Can the ‘Flatten the Curve’ Infographic Change Social Distancing Behavior?; The Story Behind the Research

Flatten the curve infographic
Flatten the curve infographic produced by the CDC, showed how disease-control behaviors could reduce the peak of infections in a pandemic. CDC / THE ECONOMIST / NAN LI

Researchers at UW-Madison, in the Department of Life Sciences Communication (LSC), have always been fascinated with studying public attitudes and behavior towards scientific topics. Through this pandemic, LSC faculty and students have been researching effective ways to communicate and encourage social distancing behavior, intending to minimize harmful impacts from COVID-19. LSC Assistant professor Nan Li and Ph.D. student Amanda Molder researched the effectiveness of the “Flatten the Curve” (FTC) infographic at encouraging social distancing. Their publication, “Can scientists use simple infographics to convince? Effects of the FTC charts on perceptions of, and behavioral intentions toward social distancing measures during the COVID-19 pandemic,” has just been published in Public Understanding of Science.

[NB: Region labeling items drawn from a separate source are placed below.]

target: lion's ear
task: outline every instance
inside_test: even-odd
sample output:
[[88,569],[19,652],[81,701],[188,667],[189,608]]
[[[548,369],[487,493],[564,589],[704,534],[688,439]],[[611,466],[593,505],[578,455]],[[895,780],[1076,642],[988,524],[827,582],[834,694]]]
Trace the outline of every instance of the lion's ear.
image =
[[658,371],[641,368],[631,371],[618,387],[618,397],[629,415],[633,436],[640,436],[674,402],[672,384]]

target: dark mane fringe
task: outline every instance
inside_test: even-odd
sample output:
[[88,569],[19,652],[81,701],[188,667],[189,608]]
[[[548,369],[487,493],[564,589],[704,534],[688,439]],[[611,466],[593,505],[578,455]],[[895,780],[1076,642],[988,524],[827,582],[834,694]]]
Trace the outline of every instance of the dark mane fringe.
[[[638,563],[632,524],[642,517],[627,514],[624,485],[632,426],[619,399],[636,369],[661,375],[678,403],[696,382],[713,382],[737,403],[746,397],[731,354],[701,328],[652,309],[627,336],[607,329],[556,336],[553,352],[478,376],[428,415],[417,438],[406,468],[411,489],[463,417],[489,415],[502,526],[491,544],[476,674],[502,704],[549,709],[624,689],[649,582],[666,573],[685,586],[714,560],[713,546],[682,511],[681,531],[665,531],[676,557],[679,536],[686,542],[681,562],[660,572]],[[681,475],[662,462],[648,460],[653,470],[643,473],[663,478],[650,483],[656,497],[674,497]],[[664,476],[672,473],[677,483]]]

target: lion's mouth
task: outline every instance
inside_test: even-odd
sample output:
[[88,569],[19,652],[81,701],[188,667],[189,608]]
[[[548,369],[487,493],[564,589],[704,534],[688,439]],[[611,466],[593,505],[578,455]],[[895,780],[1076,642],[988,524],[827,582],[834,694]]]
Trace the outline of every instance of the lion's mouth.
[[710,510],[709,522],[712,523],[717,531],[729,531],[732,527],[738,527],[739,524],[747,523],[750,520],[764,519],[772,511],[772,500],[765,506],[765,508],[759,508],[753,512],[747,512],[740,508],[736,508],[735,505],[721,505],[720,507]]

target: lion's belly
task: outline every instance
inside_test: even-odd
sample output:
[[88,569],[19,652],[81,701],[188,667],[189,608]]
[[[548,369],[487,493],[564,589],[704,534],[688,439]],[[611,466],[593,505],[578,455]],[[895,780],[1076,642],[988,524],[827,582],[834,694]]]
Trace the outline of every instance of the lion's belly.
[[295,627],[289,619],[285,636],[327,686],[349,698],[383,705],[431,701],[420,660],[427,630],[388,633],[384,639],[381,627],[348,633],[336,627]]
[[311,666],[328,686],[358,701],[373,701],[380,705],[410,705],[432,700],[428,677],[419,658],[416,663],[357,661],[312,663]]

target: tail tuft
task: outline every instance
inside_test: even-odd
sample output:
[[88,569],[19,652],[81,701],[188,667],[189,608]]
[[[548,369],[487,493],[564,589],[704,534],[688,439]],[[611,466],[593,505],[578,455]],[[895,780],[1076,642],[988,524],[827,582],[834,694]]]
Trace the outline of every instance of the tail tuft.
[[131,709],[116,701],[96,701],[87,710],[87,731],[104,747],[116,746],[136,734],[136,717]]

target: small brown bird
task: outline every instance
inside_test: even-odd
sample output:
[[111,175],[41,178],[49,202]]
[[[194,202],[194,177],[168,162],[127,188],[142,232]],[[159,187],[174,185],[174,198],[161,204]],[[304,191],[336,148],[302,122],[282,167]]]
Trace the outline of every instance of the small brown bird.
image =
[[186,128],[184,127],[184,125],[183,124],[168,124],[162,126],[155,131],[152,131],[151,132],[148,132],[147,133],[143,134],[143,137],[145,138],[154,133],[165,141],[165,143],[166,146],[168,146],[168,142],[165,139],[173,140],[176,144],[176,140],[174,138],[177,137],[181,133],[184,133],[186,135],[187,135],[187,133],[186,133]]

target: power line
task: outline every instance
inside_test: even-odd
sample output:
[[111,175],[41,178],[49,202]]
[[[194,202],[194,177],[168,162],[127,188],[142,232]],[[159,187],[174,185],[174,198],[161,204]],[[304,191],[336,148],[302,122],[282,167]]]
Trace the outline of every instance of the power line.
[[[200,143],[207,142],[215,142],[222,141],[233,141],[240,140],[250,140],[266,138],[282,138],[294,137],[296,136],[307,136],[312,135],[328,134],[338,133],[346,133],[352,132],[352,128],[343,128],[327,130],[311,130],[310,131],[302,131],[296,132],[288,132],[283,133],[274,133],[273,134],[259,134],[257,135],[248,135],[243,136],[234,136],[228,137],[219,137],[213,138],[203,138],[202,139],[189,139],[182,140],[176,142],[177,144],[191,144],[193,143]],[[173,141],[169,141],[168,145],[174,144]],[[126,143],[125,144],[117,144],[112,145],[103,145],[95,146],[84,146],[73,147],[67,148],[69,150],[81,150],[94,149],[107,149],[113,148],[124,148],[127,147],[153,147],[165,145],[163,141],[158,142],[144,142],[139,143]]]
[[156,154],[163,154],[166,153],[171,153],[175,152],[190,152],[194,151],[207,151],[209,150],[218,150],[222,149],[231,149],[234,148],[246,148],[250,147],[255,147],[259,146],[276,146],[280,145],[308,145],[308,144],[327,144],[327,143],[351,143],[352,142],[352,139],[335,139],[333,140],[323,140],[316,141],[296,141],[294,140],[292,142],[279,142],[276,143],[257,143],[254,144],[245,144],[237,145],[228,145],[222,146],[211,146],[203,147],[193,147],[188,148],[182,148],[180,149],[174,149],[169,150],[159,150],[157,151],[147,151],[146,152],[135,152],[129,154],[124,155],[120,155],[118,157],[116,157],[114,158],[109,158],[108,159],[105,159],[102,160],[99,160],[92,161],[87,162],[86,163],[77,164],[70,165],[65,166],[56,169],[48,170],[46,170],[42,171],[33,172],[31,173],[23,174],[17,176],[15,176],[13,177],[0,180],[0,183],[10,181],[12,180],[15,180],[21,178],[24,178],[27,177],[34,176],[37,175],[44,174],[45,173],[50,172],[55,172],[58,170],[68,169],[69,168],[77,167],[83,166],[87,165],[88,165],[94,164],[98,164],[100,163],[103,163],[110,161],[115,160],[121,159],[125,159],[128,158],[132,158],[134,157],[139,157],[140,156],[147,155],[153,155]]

Molder found the work for this publication to be especially interesting by stating, “it’s interesting to examine changing attitudes and evolving human behavior towards the COVID-19 public health guidance, especially as they become more deeply intertwined with political, social, and cultural ideologies.”

 

Women smiling at camera
LSC Assistant Professor Nan Li

Li and Molder researched the effectiveness of the FTC infographic during the fall of 2020. The pandemic, which was officially declared by the World Health Organization on March 11, 2020, had been ongoing for months before their research took place. At this time, people had a variety of attitudes towards social distancing behavior. Some people were very strict with social distancing, mask-wearing, and handwashing while others were more comfortable gathering with family and friends in public spaces while not wearing masks. While conducting their research, weekly average COVID-19 cases continued to rise. Thus, understanding effective strategies to encourage socially safe behavior was imperative. Assistant professor Li, who has been interested in the visual side of science communication for many years said, “I remember seeing some of my colleagues and friends post the FTC chart on their social media and talk about the idea when the pandemic first hit the U.S. I was immediately interested in how this messaging could help people understand the importance of preventative measures (e.g., social distancing) and motivate them to adopt such behaviors.”

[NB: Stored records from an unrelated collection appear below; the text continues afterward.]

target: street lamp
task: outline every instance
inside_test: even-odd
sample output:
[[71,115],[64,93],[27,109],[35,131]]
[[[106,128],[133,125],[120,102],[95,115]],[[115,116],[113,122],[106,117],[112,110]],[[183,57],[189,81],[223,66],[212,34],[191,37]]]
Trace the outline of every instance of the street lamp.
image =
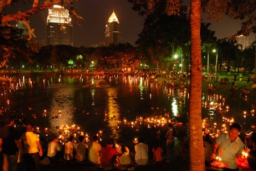
[[94,62],[93,61],[92,61],[92,72],[93,72],[93,64]]
[[215,73],[217,73],[217,66],[218,65],[218,50],[217,49],[213,49],[212,51],[213,52],[216,53],[216,61],[215,62]]
[[[178,57],[178,56],[177,56],[177,55],[175,54],[175,55],[174,55],[174,59],[175,59],[175,61],[176,61],[177,60],[177,57]],[[174,66],[176,66],[176,65],[175,64]]]

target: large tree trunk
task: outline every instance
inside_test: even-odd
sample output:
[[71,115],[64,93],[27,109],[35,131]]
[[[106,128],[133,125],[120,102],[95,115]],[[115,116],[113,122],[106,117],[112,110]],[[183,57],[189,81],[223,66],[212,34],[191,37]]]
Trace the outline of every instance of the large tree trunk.
[[205,170],[202,136],[202,60],[201,52],[201,0],[192,0],[191,80],[189,101],[189,155],[191,171]]

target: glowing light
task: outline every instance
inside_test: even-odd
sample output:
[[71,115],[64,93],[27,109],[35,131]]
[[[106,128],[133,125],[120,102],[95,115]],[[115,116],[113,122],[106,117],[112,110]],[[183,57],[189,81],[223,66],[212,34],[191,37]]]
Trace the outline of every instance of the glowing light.
[[114,10],[111,14],[109,18],[109,23],[112,23],[112,22],[117,22],[119,23],[118,19],[117,19],[117,16],[115,15],[115,12],[114,12]]

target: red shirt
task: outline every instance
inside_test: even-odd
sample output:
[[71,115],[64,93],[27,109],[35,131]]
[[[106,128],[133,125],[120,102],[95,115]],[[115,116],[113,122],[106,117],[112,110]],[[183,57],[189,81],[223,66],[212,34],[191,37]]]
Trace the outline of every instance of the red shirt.
[[119,153],[117,151],[112,147],[107,146],[102,148],[101,149],[101,165],[104,167],[110,166],[112,164],[113,157],[118,155]]

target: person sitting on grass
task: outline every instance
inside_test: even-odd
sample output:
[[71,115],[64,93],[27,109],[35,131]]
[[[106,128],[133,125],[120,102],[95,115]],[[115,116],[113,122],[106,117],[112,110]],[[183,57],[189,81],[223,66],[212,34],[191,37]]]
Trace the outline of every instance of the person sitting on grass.
[[76,159],[78,161],[84,161],[86,156],[87,144],[85,142],[84,136],[79,137],[79,143],[76,145]]
[[101,166],[105,169],[110,169],[114,166],[115,158],[120,153],[113,147],[112,141],[108,141],[106,146],[101,149]]
[[139,166],[146,165],[148,162],[148,145],[144,143],[144,139],[140,137],[138,143],[134,146],[135,161]]
[[163,149],[159,145],[159,143],[155,143],[152,151],[154,154],[153,160],[155,162],[159,162],[163,161]]
[[88,144],[88,160],[96,165],[100,164],[100,153],[102,149],[101,145],[98,141],[98,137],[95,135],[93,141]]

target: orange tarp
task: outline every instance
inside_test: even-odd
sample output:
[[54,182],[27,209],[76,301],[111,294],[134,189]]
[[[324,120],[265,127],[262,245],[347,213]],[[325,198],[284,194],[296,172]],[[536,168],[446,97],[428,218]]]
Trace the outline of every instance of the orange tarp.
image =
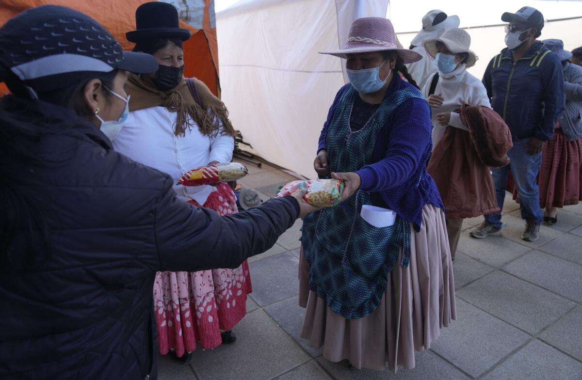
[[[28,8],[53,4],[73,8],[90,16],[105,27],[126,50],[133,44],[125,38],[125,33],[136,29],[136,9],[148,0],[1,0],[0,25]],[[184,44],[184,74],[203,81],[215,94],[219,91],[218,84],[218,53],[216,29],[210,26],[208,8],[210,0],[204,0],[203,30],[196,29],[183,21],[181,27],[190,29],[192,37]],[[0,83],[0,94],[8,91]]]

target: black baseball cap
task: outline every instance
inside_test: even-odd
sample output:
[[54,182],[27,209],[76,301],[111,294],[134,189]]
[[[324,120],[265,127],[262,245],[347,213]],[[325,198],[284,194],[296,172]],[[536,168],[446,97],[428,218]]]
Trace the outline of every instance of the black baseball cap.
[[[158,62],[149,54],[123,51],[107,30],[86,15],[43,5],[24,10],[0,28],[0,66],[39,93],[116,69],[152,73]],[[3,76],[0,73],[0,81]]]
[[501,15],[501,20],[506,23],[512,21],[527,23],[532,27],[537,29],[538,31],[541,31],[544,28],[544,15],[531,6],[524,6],[514,13],[506,12]]

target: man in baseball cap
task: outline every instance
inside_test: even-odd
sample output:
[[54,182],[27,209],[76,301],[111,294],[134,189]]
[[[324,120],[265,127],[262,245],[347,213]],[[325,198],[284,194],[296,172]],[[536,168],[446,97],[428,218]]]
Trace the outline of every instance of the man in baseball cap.
[[[491,106],[511,131],[513,147],[509,164],[492,169],[497,203],[503,209],[508,173],[510,170],[519,194],[526,229],[521,239],[538,240],[542,222],[537,177],[541,166],[542,148],[553,135],[554,125],[564,111],[565,93],[562,63],[544,42],[537,40],[544,28],[544,16],[530,6],[501,16],[507,48],[491,59],[483,84]],[[485,215],[485,221],[471,232],[483,239],[501,235],[501,212]]]
[[521,24],[524,27],[535,28],[536,38],[541,35],[542,29],[544,29],[544,15],[541,12],[531,6],[524,6],[514,13],[506,12],[501,15],[501,20],[506,23],[513,23],[514,24]]

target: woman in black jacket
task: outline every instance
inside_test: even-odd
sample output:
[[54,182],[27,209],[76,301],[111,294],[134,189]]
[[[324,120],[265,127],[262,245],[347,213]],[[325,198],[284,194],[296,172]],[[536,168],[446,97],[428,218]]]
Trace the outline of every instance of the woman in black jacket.
[[236,268],[313,211],[221,217],[115,152],[127,72],[157,68],[64,7],[0,29],[0,378],[155,378],[155,272]]

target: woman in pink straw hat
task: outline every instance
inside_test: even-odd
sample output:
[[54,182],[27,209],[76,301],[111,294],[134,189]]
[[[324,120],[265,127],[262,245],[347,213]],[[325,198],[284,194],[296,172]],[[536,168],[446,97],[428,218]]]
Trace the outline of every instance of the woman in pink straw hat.
[[345,48],[324,54],[347,59],[350,83],[314,166],[345,182],[345,201],[304,218],[301,336],[331,361],[411,369],[456,314],[443,207],[426,170],[430,108],[404,66],[421,56],[381,17],[356,20]]
[[[469,134],[467,122],[462,117],[459,111],[463,104],[488,109],[491,109],[491,105],[487,90],[481,80],[467,71],[467,69],[475,65],[478,59],[469,49],[471,36],[468,33],[459,28],[450,28],[440,38],[425,40],[423,44],[428,55],[434,60],[432,63],[437,70],[428,77],[423,88],[432,111],[433,149],[438,145],[428,166],[428,171],[437,184],[446,209],[449,244],[454,261],[464,218],[493,214],[499,210],[489,169],[480,161],[473,159],[475,149],[471,148],[470,139],[466,139],[469,145],[463,145],[462,150],[456,149],[461,148],[462,145],[456,144],[455,141],[455,137],[457,141],[466,140],[457,136],[468,137]],[[443,138],[449,127],[466,131],[467,136],[464,134],[456,134],[456,130],[449,130]],[[439,145],[441,140],[442,143]],[[447,159],[456,161],[459,165],[457,167],[462,173],[460,177],[453,175],[452,166],[455,163]],[[476,173],[480,174],[473,175]]]

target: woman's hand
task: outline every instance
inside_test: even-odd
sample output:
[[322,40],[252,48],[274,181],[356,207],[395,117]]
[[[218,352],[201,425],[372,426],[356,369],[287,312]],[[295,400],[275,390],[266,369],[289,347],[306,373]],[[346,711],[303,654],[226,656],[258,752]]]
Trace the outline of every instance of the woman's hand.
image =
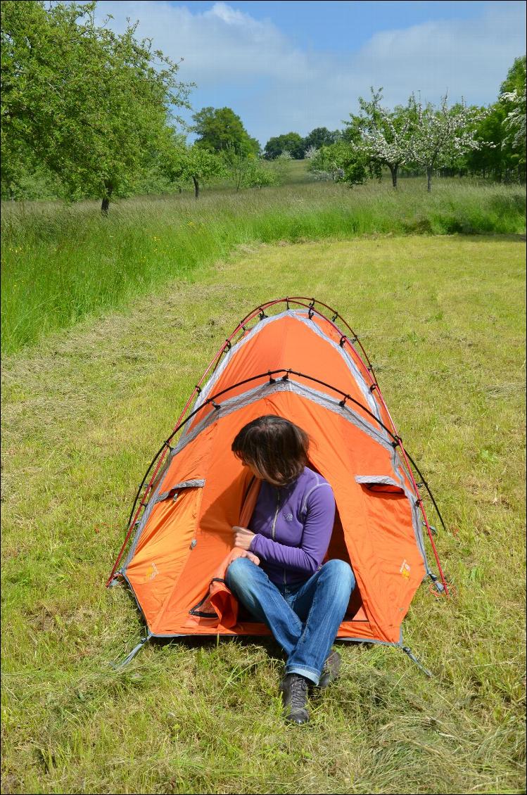
[[234,545],[238,549],[246,549],[249,551],[250,542],[254,537],[254,533],[248,530],[246,527],[233,527],[232,532],[234,534]]

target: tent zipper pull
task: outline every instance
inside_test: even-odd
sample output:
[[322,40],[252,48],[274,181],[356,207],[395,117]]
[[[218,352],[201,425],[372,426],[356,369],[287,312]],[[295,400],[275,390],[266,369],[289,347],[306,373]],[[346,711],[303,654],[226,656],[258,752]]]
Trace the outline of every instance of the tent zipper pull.
[[146,642],[148,640],[149,640],[151,637],[152,637],[152,635],[150,634],[150,633],[149,633],[145,638],[143,638],[141,641],[139,641],[139,642],[138,643],[137,646],[134,646],[134,649],[132,649],[132,650],[130,653],[130,654],[126,655],[126,657],[124,658],[124,660],[122,661],[122,662],[120,662],[118,665],[116,665],[114,662],[110,662],[110,665],[114,669],[114,671],[120,671],[126,665],[127,665],[128,663],[131,660],[134,659],[134,657],[138,653],[138,652],[141,649],[142,649],[142,647],[144,646],[145,643],[146,643]]

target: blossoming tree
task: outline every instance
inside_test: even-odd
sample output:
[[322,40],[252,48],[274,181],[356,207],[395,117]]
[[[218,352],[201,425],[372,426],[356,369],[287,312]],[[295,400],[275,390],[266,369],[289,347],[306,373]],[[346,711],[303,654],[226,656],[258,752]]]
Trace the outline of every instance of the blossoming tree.
[[426,170],[427,188],[432,190],[432,176],[436,169],[449,165],[461,155],[479,149],[475,122],[486,111],[467,107],[464,102],[448,107],[448,96],[441,97],[440,107],[416,103],[417,126],[412,138],[411,161]]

The FTC infographic was created to display how non-medical interventions can help minimize impacts from COVID-19. “More than three-quarters of the survey respondents had seen the FTC chart by the time we collected data, which was five months into the pandemic,” stated Li. “Considering this was originally a chart published by the CDC in one of its 2007 reports, I was surprised to see how scientists could revamp the message and leverage the power of social media to turn this into a visual mantra that defines the country’s initial response to the pandemic.” Infographics, like FTC, are commonly used to communicate scientific information as they convey information easily and effectively. Being able to effectively communicate scientific information is the main objective for many social scientists. Molder is especially interested in visual communications, she stated, “I am interested in the ways that visual communication, design, and simple infographics, aid in greater understanding and accessibility of science, particularly if the information is overly complex.”

 

Women smiling at camera
LSC Ph.D. Student Amanda Molder

Once the survey results were in, Molder found a surprising trend, “I was initially surprised that people who were familiar with the graph did not have significantly different behavioral intentions toward social distancing, than those who were not familiar,” Molder stated. However, Li and Molder’s research found some interesting patterns between peoples’ beliefs and how that impacted one’s attitude towards social distancing behaviors. In general, out of all populations, older, as well as non-white individuals were more likely to see social distancing as an effective way to slow the spread of COVID-19. Thus, they were more willing to adopt social distancing behaviors as compared to other populations such as younger, as well as white individuals. In addition, political ideology impacted one’s belief of whether social distancing behaviors were effective at slowing the spread of COVID-19. On the spectrum of political ideologies, liberal Democrats were more likely to believe that social distancing is effective, that COVID-19 is controllable with interventions, and were more willing to practice social distancing than conservative Republicans. In general, trust also affected one’s perception of the effectiveness of social distancing behaviors. Thus, individuals who had high trust in medical professionals, scientists, and the CDC were more likely to adopt social distancing behavior than people who had low trust. Additionally, people who indicated they either had or thought they might have had COVID-19 were more likely to believe that social distancing is effective, and the pandemic is controllable with interventions.

 

Understanding how people perceive infographics and communications about COVID-19 safety measures may increase or decrease the impact and length of the pandemic. If individuals are convinced by an infographic that social distancing behaviors are effective at slowing the spread of COVID-19, then they will be more likely to adopt that behavior. Infographics with their lack of words and explanations may be perceived differently by different people. Thus, understanding how people interpret infographics and how this affects their behavior is vital for solving social implications that may develop from new scientific challenges and technologies. Assistant professor Li and Ph.D. student Molder are both interested in how visual communications can be used to communicate science topics to non-expert audiences and plan to continue similar types of work.